These two “words” of 64-bit* data are packed contiguously in front of every object on the heap. HeapObject is therefore a slightly confusing name, since it behaves more like a block of metadata for the actual object on the heap.

*To make life easy, I’m going to assume everything is on 64-bit devices.

The metadata pointer, or isa pointer, tells the runtime what type this object is, powering dynamic dispatch, reflection, and the type(of:) function.

But we’re looking for the bits I promised. These live in the other property, InlineRefCounts. This is inline because instead of a pointer to metadata, this property stores the reference counts as part of the HeapObject struct.

When you strongly reference a heap object in Swift, the compiler inlines calls to the runtime ABI function, _swift_retain(). This is what increments the reference count. Here's the code:

Pretty… simple… almost brain-dead in how straightforward it is, right? Just accesses the HeapObject’s refCounts property and calls the increment(1) method, to increment it by 1.

Before we go deeper, let’s understand the actual, physical, bit layout of these ref counts:

(*except the flags)

The bit layout of inlined ref counts takes a moment to get your head around, because it’s mixed in with a bunch of flags related to the heap object’s lifecycle state. We can see it defined here, as part of SwiftShims, in RefCounts.h. Unless you are fresh off a computer science course, you may not intuitively know what these bits look like. I’ll go ahead and illustrate with bitmasks.

Bit 0: “Pure Swift dealloc” flag. If set (1), the object can be deallocated purely via the Swift runtime. If clear (0), it needs to call into the Objective-C runtime for deallocation.

0b0000000000000000000000000000000000000000000000000000000000000001

Bits 1-31: Unowned reference count. I wonder where unowned(unsafe) is stored?*

*Turns out unowned(unsafe) refs aren’t counted at all! They just point to the data. Damn, that does sound pretty unsafe tbh.

0b0000000000000000000000000000000001111111111111111111111111111110

Bit 32: “Is deiniting” flag. This is set when deinit is called, and helps block deallocated objects from getting into a weird state at the end of their lifecycle.

0b0000000000000000000000000000000010000000000000000000000000000000

Bits 33-62:Strong extra” reference count. This is “extra” because when an object inits, the reference count is (logically) treated as 1 even when this whole (physical) field is zeros. So, “extra”. That’s why this count gets one less bit than unowned.

This optimisation saves a clock cycle or two for every initialisation, saving the system from having to perform a single-bit incrementation operation every time you allocate something. The strong reference count already begins at 1.

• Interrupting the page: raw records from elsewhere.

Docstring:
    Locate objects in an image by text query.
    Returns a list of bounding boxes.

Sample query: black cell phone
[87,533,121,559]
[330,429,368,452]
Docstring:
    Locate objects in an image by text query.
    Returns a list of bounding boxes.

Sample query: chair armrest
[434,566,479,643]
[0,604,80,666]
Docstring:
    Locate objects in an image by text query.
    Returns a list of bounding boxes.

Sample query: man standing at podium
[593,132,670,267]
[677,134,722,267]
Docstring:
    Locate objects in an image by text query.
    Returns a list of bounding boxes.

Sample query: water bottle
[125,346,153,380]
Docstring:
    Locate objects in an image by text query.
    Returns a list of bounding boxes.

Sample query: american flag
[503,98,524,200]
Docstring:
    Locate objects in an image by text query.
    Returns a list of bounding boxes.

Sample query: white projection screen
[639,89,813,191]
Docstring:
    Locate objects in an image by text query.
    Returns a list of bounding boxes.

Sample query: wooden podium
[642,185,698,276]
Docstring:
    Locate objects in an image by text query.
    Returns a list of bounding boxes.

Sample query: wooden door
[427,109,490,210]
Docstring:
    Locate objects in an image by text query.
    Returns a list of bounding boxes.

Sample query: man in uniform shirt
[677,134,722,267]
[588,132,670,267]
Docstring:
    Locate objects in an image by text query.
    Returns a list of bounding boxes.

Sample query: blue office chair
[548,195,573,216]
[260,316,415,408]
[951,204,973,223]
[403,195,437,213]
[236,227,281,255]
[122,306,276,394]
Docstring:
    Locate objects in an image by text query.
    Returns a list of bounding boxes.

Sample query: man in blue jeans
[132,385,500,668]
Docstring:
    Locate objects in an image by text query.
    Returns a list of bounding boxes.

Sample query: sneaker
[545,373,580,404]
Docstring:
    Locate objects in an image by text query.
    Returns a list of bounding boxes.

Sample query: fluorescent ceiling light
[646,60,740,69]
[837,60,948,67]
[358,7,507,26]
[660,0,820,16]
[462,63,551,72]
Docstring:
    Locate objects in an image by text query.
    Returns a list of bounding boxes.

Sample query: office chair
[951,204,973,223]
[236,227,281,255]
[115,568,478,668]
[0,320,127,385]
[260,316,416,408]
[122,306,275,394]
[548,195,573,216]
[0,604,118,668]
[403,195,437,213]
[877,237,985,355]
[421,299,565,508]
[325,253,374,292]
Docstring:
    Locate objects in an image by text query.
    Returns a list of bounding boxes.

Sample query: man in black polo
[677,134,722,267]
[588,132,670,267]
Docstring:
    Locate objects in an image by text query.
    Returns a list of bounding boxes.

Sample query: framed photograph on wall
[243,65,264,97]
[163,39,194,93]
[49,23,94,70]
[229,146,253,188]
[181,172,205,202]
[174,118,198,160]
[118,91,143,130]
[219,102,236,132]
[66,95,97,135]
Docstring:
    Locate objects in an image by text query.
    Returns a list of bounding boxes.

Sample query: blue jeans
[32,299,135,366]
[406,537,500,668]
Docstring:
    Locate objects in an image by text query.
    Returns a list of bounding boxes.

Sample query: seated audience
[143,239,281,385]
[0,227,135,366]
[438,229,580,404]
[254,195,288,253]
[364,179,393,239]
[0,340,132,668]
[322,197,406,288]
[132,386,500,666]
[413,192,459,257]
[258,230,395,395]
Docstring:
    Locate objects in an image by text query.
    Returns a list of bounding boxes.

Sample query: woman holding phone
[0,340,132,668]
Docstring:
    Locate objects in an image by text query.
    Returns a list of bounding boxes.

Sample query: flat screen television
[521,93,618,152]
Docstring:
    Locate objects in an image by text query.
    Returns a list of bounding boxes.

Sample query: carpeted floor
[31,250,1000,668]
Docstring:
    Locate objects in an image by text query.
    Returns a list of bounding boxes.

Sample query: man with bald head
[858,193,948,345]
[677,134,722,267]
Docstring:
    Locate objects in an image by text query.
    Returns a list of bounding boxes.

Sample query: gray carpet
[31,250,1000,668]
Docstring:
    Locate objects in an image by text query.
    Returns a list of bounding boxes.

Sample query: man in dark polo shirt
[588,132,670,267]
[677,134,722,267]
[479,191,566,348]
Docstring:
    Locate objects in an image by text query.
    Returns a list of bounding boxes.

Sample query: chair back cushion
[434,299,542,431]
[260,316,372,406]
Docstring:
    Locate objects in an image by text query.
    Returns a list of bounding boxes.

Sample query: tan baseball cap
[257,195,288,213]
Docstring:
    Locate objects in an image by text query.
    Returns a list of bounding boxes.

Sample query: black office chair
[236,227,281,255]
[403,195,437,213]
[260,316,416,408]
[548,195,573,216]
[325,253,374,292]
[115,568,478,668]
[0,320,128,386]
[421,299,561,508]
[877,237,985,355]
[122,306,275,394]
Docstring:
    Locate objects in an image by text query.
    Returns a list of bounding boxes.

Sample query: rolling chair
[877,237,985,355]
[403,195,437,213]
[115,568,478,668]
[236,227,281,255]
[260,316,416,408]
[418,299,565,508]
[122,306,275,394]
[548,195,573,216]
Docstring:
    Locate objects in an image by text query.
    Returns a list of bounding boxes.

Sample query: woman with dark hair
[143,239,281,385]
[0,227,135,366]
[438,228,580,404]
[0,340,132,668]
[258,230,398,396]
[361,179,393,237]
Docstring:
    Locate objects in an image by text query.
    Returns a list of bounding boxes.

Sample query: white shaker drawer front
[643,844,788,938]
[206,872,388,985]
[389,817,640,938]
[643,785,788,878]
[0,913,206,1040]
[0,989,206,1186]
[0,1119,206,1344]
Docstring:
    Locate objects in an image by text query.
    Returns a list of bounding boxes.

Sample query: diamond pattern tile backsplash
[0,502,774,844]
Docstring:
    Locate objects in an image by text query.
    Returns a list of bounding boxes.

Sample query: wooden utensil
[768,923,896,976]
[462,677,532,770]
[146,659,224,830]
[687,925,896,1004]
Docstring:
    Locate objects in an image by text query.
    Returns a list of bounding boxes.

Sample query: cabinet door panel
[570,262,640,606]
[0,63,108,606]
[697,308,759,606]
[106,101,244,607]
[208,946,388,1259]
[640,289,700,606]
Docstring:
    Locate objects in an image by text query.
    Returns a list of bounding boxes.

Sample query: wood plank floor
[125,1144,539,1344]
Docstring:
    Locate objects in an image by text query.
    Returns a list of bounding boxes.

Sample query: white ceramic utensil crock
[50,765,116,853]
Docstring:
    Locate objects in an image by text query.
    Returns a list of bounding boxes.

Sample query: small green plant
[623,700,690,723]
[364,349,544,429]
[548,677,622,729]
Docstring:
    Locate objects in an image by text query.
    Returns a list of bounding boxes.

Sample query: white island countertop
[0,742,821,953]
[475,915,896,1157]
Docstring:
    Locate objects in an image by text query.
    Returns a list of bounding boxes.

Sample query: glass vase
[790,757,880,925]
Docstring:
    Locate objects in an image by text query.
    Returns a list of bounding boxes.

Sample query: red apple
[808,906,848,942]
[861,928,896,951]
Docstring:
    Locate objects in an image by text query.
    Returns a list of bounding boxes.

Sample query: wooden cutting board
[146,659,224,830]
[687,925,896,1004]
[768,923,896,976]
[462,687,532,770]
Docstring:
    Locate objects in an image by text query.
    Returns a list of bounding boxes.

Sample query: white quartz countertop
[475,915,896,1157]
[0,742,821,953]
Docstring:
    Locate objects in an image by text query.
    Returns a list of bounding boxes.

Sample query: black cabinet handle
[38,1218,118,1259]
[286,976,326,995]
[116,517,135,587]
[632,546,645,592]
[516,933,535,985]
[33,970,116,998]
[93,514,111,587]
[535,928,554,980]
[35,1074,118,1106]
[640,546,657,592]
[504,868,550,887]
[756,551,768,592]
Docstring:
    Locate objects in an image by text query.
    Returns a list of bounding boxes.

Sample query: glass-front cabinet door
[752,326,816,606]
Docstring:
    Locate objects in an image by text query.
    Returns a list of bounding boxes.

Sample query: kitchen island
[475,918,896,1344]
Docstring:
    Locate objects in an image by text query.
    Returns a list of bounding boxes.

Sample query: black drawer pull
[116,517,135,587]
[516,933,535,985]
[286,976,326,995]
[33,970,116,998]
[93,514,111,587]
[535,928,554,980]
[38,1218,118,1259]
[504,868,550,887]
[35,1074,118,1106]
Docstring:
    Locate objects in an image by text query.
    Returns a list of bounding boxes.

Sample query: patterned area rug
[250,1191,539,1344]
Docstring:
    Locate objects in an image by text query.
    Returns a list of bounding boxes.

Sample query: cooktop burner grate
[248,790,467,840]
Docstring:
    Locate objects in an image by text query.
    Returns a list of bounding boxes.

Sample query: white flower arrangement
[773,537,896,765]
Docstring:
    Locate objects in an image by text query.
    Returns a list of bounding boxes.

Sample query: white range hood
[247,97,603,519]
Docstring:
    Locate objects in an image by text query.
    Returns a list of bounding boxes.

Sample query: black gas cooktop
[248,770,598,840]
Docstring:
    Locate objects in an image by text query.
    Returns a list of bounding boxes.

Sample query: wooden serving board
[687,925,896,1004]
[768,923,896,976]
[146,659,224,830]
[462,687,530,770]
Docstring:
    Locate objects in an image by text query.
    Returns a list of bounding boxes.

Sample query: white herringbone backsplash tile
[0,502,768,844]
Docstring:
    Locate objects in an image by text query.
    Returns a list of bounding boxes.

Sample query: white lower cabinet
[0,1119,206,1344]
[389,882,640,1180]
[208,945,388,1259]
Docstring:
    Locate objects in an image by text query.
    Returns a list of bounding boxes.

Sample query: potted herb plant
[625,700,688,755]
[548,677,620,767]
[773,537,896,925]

As an application developer, it beggars belief that you’d put so much design energy into saving a single clock cycle. But when we aggregate these hertz up across every single Swift object that gets instantiated, throughout the whole of time and space, the optimisation starts to make sense. Compiler engineers operate on another level.

0b011111111111111111111111111111110000000000000000000000000000000

Bit 63: “Use slow RC” flag. This bit is flipped when one of the inline reference counts, either unowned or strong extra, overflows and fills up past capacity. This means a count of about 2³⁰, or about a billion, references.

More commonly, the bit will flip when a weak reference is created.

The presence of this flag tells the runtime that the side table (keep reading) is being used for storing reference counts, meaning we are using “slow RC” (ref counting) due to the pointer indirection whenever the count is accessed.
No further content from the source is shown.